Let’s be brutally honest… it’ll be both funny and enlightening!
The reality of culture stress applies to any kind of foreigner anywhere, though obviously different people have different experiences. I have no doubt that Mainlanders in North America are just as easily annoyed by Western culture as Westerns living in China sometimes are by Chinese culture. I assume they could easily whip up a list based on their own experiences of how culturally annoying different things are, and provide lots of personal examples. In fact, that’s what I’m hoping some of our Chinese readers will do.
Anyone who moves to a different culture will experience culture stress – it’s unavoidable. And anyone who has significant relationships with people from another culture will eventually be annoyed by bumps in the road that are caused by cultural differences. The only solution to culture stress is for the foreigner to learn the culture and become accustomed to the culture. And to do that, we must choose to continually engage the culture, even when it makes us a little uncomfortable.
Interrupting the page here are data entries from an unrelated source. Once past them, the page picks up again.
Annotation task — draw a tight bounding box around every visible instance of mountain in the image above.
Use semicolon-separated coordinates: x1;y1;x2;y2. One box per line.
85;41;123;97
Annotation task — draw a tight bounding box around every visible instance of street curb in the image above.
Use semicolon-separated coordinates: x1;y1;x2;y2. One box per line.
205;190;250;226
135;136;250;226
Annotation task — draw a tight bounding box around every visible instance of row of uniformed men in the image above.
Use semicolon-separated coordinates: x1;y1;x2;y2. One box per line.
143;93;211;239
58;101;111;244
Below I’ve pasted an informal culture stress scale that grades the impact of cultural differences on foreigners living in a culture not their own. It’s totally informal and not meant to be authoritative; it didn’t come from text-book, but it more or less fits our experience as a Canadian-American couple living in Tianjin. It’s edited from a post titled “When the culture differences feel like getting ambushed by a firehose,” where we’re trying to understand a particularly stressful cross-cultural episode that my wife experienced recently. I’ve removed all our specific examples from each category because they were all from the perspective of North Americans living in China (to read those and further thoughts on dealing with culture stress, see the original post). I wonder how different this would be if it had been written by a Mainlander living in the USA:
A Culture Stress Scale: grading the impact of cultural differences
It’s important to realize that, for the most part, the culture isn’t the problem; the foreigner’s lack of understanding and personal adjustment is the problem. Any particular cultural difference can move up or down the scale, depending on the foreigner’s mood at the time and how well they understand the host culture.
- Cute, interesting, endearing, etc.
- Mildy irritating…
…but easy to forget or ignore.
- Irritating, gross, stressful, and/or offensive…
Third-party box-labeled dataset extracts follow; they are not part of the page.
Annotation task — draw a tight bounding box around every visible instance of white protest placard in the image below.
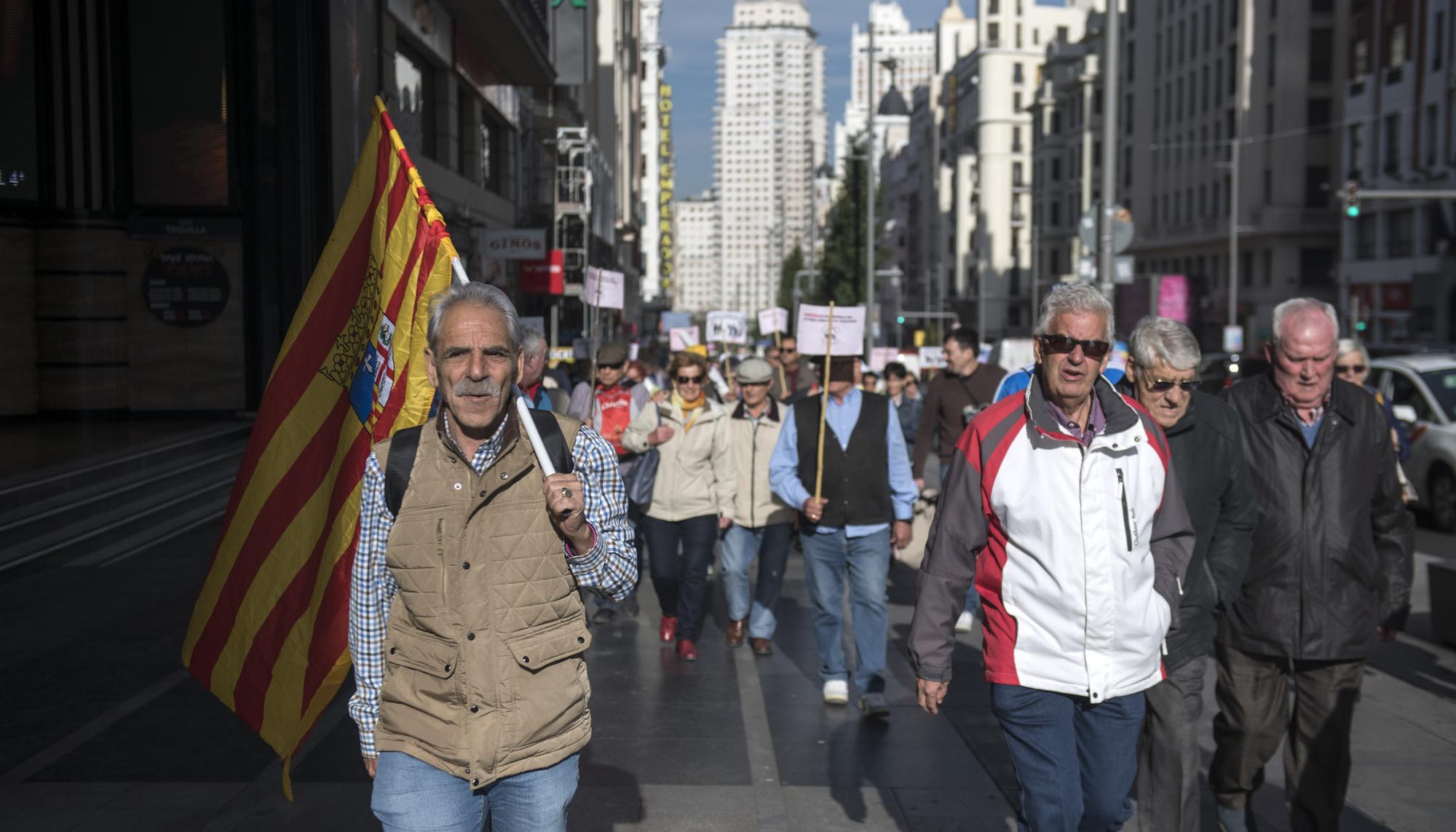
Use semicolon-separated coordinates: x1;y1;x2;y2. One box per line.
667;326;699;352
708;312;748;344
795;304;865;355
920;346;945;370
581;266;626;310
759;307;789;335
869;346;900;373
…but you eventually get used to it without too much effort and stop really noticing.
- Offensive, shocking, and/or appalling…
…with no redeeming qualities, but you have no choice but to put up with it.
- So offensive that it’s actually funny.
The locals genuinely intend no offense, in fact often they’re trying to be nice, but if people in your home culture acted this way it would be really offensive. These things are ultimately harmless, and often prompt good-natured laughter from foreigners that understand, though there’s still an underlying element of uncomfortableness and stress involved.
- So way over-the-top offensive…
…that it skips category #5 a threatens to make you lose self-control; basically a #4 or #5 on steroids. It’s not funny to the foreigner, even long afterwards, regardless of how much the foreigner ‘understands.’
I’m really curious to hear from Mainlanders who have lived in English-speaking countries or who personally spend a significant amount of time with foreigners:
(1) How could you rate and describe the cultural differences you experience? (I don’t assume everyone would want to use the same categories as mine); and,
(2) What examples from your experiences with Western culture could you use to illustrate each of your categories?
Some cultural differences are more superficial, like a society’s preference for queuing or crowding, while other cultural differences are more profound, like a society’s general orientation toward individualism or collectivism. I want this discussion to be wide open, and the more specific examples from your personal experiences the better.
I hope we’ll be able to enjoy laughing at ourselves, and maybe even learn something useful.